While “Nope” tells many stories, which all come together in the end like a beautifully wrapped present, we mainly follow a brother and sister — played by Daniel Kaluuya and Keke Palmer — as they deal with what is believed to be extraterrestrial life in the skies. 

Now I am by no means a sci-fi fan, but this movie elevates that genre by taking the definition of extraterrestrial to an incredibly terrifying level. While the film later shifts to a more thriller/action feel, the first two acts of “Nope” left me physically ill with fear. There is one scene in particular that made me debate walking out of the theater to vomit — not out of disgust, but out of pure panic.

I was incredibly relieved when the film transitioned to its action-packed ending, which still leaves you hanging on the edge of your seat. Granted, this shift eliminates the aforementioned sense of fear that strangled me in the theater. But the way the story ultimately comes together completely makes sense and left me more than satisfied.

There is an underlying message to this film that has yet to be identified by critics. I still contemplate the potential meaning behind the film’s subplot — which I refuse to disclose here for the sake of potential viewers — but just know that “Nope” will keep you wondering for weeks after viewing.

1. “Everything Everywhere All at Once” directed by Daniel Kwan and Daniel Scheinert

In case you have not figured it out by now, I watch a lot of movies. When you have watched the number of movies that I have, you can usually compare one to another and point out several similarities, references and inspirations.

I do not believe there is a single movie, at least that I have seen, that is comparable to “Everything Everywhere All at Once.”

While being audited by the IRS, Evelyn Wang (Michelle Yeoh) is informed by an interdimensional version of her husband, Waymond (Ke Huy Quan) that she needs to save the world from Jobu Tupaki (Stephanie Hsu) the film’s antagonist who is described by the creators as a “nihilistic reality warper.”

After discovering her “dimension-hopping” powers, Evelyn adventures through every conceivable inch of the multiverse to put an end to the destruction being caused by Jobu Tupaki, who turns out to be a deeply damaged version of Evelyn’s daughter, Joy Wang, from a different universe.

Can you keep up with that? 

While it may seem like a lot in writing (and on-screen) “Everything Everywhere All at Once” is expertly paced and spends a great deal of time explaining the intricacies of interdimensional travel to the point that it is impossible to get left behind. 
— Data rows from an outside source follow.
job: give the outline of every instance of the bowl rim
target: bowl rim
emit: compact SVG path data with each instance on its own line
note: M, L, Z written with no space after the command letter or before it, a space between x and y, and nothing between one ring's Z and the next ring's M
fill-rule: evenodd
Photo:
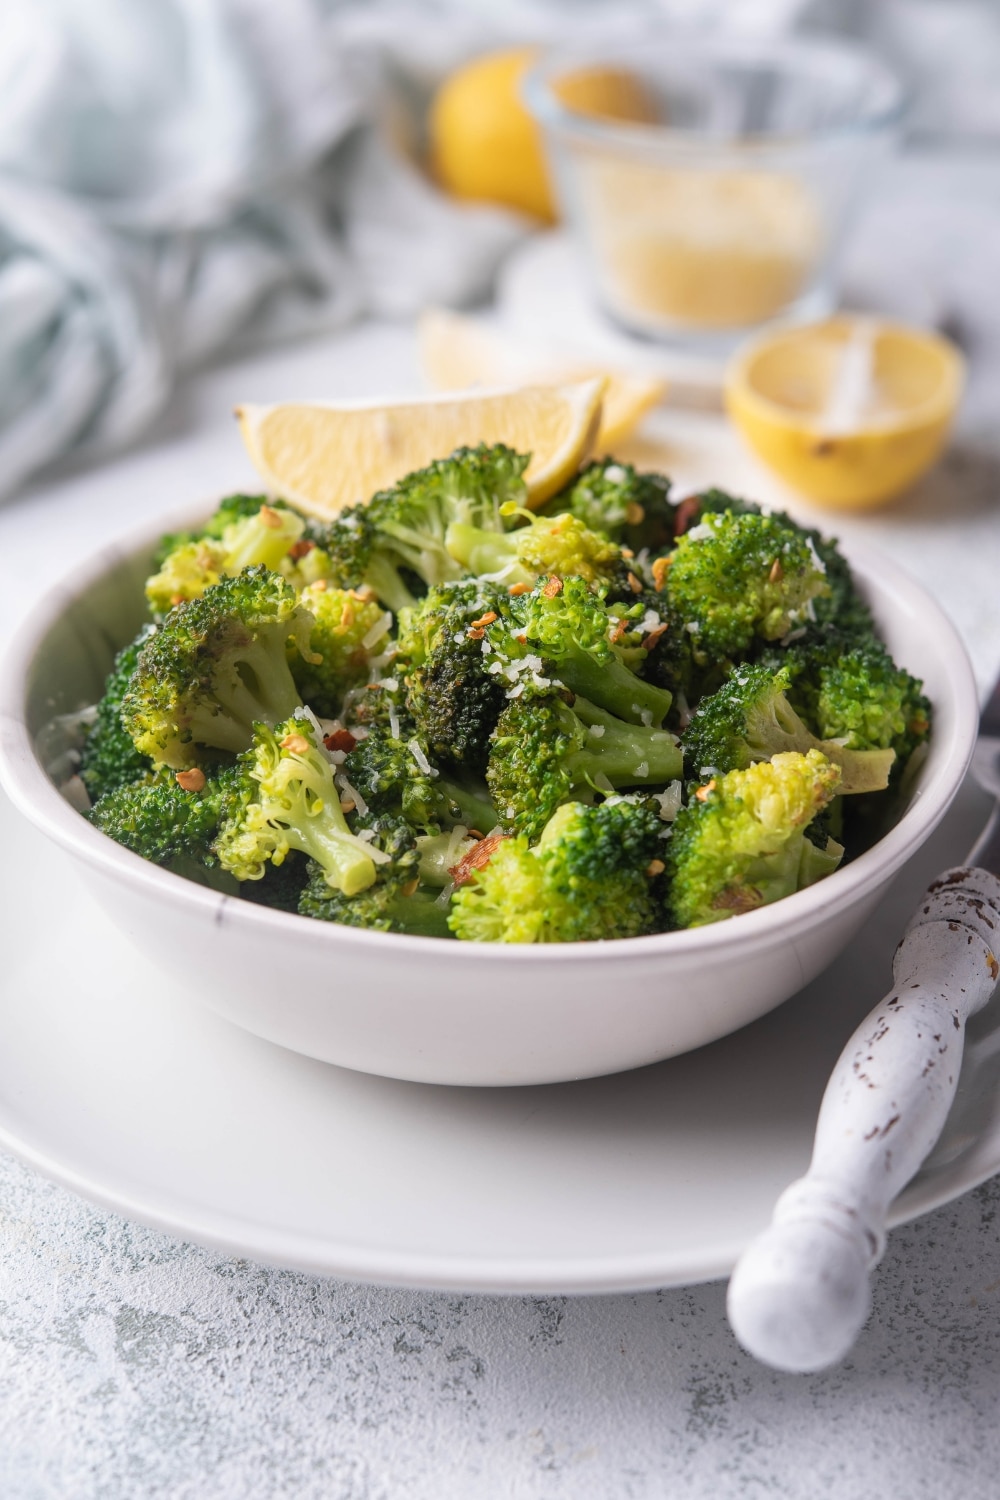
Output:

Beyond the storyline, the film tackles issues like generational trauma and the struggles of parenthood all while defining what it means to be alive. While these themes can be seen in hundreds of films, they are portrayed in “Everything Everywhere All at Once” with a heightened level of absurdity that truly makes it stand out from the rest.

Besides great casting, with every actor fully committing to the bizarre nature of their characters, the film looked phenomenal as well. Considering this is a film that revolves around traveling through the multiverse, I literally cannot imagine the number of sets and costumes that had to be designed to illustrate such an expansive concept. Along with the set design, the costume designers for this film crushed it. 

If you do not believe me, look up “Jobu Tupaki outfits.”

Overall, “Everything Everywhere All at Once” not only made me laugh hysterically, but it also made me sob like a baby. If this film does not perform well during awards season, I will throw the largest fit.